# L7 15 Replacement



## artv4nd3l4y (Jul 11, 2015)

Hello all,

Looking for 15 and 18 sub suggestions:

I was let borrow an L7 15 for a while for FREE, but now my friend wants me to buy it or give it back understandably (been literally a year, it was nice of him).

This 15 is in a 7 cubic ft. box (5.5 cubic foot internal airspace vented, which I will reuse) in an Acura Integra hatchback, tuned to about 32 hz, with 2k RMS running to it at 1-ohm. It already destroys the whole car with just one, I get major flex everywhere, but as everyone knows the quality just isn't there with a square sub, but damn this box will get you pulled over.

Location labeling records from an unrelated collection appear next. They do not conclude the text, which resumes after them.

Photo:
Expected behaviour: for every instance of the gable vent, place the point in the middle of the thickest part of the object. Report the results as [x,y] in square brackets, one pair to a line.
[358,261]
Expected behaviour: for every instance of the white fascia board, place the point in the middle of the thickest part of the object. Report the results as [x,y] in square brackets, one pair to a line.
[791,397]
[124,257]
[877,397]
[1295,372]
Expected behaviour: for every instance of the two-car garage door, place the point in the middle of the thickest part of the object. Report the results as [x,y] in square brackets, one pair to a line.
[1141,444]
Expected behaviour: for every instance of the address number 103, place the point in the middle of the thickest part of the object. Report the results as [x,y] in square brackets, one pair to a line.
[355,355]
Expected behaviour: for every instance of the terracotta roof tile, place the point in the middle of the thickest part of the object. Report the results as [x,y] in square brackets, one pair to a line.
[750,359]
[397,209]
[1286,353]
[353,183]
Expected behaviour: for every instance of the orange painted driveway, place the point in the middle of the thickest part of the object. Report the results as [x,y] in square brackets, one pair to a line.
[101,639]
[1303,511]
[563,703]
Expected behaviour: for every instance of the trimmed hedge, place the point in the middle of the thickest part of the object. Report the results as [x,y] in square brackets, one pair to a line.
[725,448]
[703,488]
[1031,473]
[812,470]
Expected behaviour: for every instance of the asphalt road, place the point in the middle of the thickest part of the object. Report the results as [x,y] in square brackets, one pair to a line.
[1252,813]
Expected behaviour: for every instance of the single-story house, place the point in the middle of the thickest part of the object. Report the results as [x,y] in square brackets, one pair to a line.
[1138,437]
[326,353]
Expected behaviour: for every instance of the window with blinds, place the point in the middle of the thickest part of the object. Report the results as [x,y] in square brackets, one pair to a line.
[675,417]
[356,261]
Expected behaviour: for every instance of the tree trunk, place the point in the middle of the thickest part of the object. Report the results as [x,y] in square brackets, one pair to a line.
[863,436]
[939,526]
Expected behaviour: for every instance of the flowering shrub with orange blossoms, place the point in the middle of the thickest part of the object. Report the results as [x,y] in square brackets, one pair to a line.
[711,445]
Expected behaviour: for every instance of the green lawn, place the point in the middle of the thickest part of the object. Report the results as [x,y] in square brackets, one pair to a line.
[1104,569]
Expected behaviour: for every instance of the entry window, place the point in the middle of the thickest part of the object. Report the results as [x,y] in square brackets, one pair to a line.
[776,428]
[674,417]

I'm looking for suggestions on where to go from here, whether it be buy a Sundown 18 or 15 or something. I could literally fit two 15's on this box btw, but I doubt my American Bass 2k watt RMS monoblock could power two Sundown 15's, everyone says they run like double power through them, which I actually have ran double rated-power through even that L7 for over a year with no issues.

What I'm looking for is something that definitely hits harder than an L7, but actually sounds good too. I could probably find two 15" L7's on craigslist and have it be retarded loud for a couple hundred bucks, but I also want it to sound good lol. 

Hypothetically though, let's say I got a Sundown Z-18 V.4, would 2k watts RMS even be enough for this sub? From what everyone says, they put double into it, since it's a DVC sub could I possibly use two amps, one for each voice-coil or is this a bad idea in reality, I'm just curious(although my alternator is already pushed to the max already)? 

All I'm looking for here, is suggestions on decently high quality SPL/SQL subs, I realize these usually don't go well together. But I'd like something that pops out the windshield, but also sounds great while doing it. I know there's so many great subs, not only just Sundown or Memphis etc., I'd love to hear any suggestions. Price range is around $5-600... Thanks guys for any of your time.


----------



## artv4nd3l4y (Jul 11, 2015)

I apologize if externals links aren't allowed, but here are some I was looking at, I'm hoping to see some more comparable subs from other quality manufacturers. I'm an IT guy lol so I haven't heard of all of these crazy brands like Juggernaut, Soundqubed and stuff, but I love loud ass bass.

Memphis 15" Mojo515-D2:
http://www.amazon.com/15-MOJO515-D2...id=1447609564&sr=8-2&keywords=memphis+15+mojo

Sundown X-18-D2:
http://www.amazon.com/X-18-D2-Sundo...TF8&qid=1447609611&sr=8-1&keywords=sundown+18

Sundown Z-18 V.4:
http://www.amazon.com/X-18-D2-Sundo...TF8&qid=1447609611&sr=8-1&keywords=sundown+18


----------



## DDfusion (Apr 23, 2015)

The jug is a very versatile woofer. The X and Zv4 are more of a low end specialty woofer. The Memphis don't belong in this conversation. 
A lot of people including myself do very well in SPL and SQ with Digital Designs woofers. They are overbuilt SQ subs


----------



## artv4nd3l4y (Jul 11, 2015)

Memphis doesn't belong because it's bad? I don't have too much experience with that many different subs, I have been looking at some DD, it doesn't have prices listed what do they generally go for like an 18"?


----------



## DDfusion (Apr 23, 2015)

Memphis doesn't have the specs to match up. Smaller motor, cheaper coil, lower excursion. 
Memphis is kicker and rockfords competition.

Depends on the series and dealer. Some charge MSRP some don't. If they do, go somewhere else


----------